キロ君 1
母さんは今、苦しそうに赤黒い血を吐いていた。
六年前までは姿そのままの黒髪だった母さんの髪は白金、髪先だけはあのころのままの黒髪。髪だけではない、瞳は視界が見えているか不安になるほどに濁った灰の色。右頬には黒く頬にヒビが入ったかのような痣。
そして、死人のように冷たい体。
「っ……ごめんなさい…ごめんなさい、守れなくてごめんなさい………助けられなくてごめんなさい、弱くてごめんなさい…ごめんなさい…………ごめんなさい…皆…ごめんなさい…」
今にも死にそうな姿になってしまった母さんは俺にしか聞こえない声で涙を溢しながらブツブツと呟き始めた。
<……母さん>
ただ俺は、そんな母さんを小さな俺たちの母さんの背中をさすることしか出来なかった。
あの時……
カーリーの頭が潰れたあと母さんたちが突然、黄色の箱のなかに閉じ込められ、俺たちは人の姿をした化け物のような女に襲われた。

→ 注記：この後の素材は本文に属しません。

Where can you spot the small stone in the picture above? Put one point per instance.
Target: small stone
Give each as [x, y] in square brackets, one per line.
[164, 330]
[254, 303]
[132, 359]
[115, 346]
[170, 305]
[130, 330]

ただ恐怖で呆然としていた俺をジャファーは殴った。そして俺に、まだちゃんと肉体があるそこらに転がっている奴らとカーリーを女に見つからない安全な所に隠せ、あの女の気をこっちに向けておくから、その隙にロリエと二人でやれ!といつも気楽でヘラヘラしているやつが突然、俺に命令をした。
あの時思い返せば、あいつの判断力は凄かった。
仲間の一人があんな姿になってもああやって冷静に俺に命令をしたのだから、それに他のやつらも良く恐怖に硬直せずに動けたことも。
そして、俺は近くにいたロリエとともに精神だけのカーリーと肉体のある彼らを隠れるに丁度良い大きさの茂みに隠していた。
その時は彼らを動かすことに夢中であいつらの身になにが起きているか、全く知らなかった。
知ったときは、母さんの恐ろしい姿を見たときだった。
<なんだよ…あれは……!?>
いつもの優しい母さんとは全く似ても似つかない程の姿。そして、あいつらの気配が全く感じられない静寂さ。
<ジャ…ジャファー………?>
あいつの名前を呟いた。しかし、返事はなかった。
必死に俺たち以外のやつらを探そうと周囲を探していた時だった。
あの女が姿を変え、母さんをバラバラし、そして表に出ていた母さんを消した。
そばにいたはずのロリエは俺と同じことを察したのだろう。
それを消してはいけない、お前よりもやばいものがくる…………と。
だから、ロリエの存在に気が付き、ロリエを掴んだ女に対してあいつは掴まれながらも叫んだ。
<キラキラの化け物!!逃げて!!!!!>
<あ……>
バリ…ボリ……
母さんが旨そうにまだ生きている女を何回もよく噛んで食べていた。
女は悲鳴を泣き叫びながら食べられていた。
ジャファーを、皆を、仲間を食べた女を母さんは美味しそうに食べていた。
複雑な気持ちになりながらそれを見ていると、ロリエは泣きながら母さんの大きな手に抱き付いた。
<もうやめて、もうママの怖いところ見たくない!いやだよ!私もう、ママのこんな姿見たくないよぉ!!>
泣きわめくロリエ…
母さんには届かないと思っていたが、ロリエの声が届いたのか、母さんは食べるのを止め。ロリエを見た。
<ママ…!!>
俺はこの時、ロリエの声で母さんが元に戻るとは思っていた……が、
母さんはそのままロリエをなぎ払った。
ロリエをなぎ払った後、母さんは女の全てを食い続け、完食する。そして完食すると元の姿へと戻り、ゆっくりと地面に倒れた。
<母さ……ん……?>
同時になぎ払われた小さく軽いロリエはゆっくりと宙を舞い、そしてそのまま地面へと急落下した。
<ロリエ!!!!>
本来なら、カーリーのように頭を潰されても精神が無事ならそれで大丈夫……
でも、今、ロリエを飛ばしたのは、俺らをこの体にした張本人。
とても嫌な予感がした。
<…っ!?>
急いでロリエの落ちた場所にいけば、そこには俺たちの核、精神が半分も砕け落ちた死にかけのロリエがそこにいた。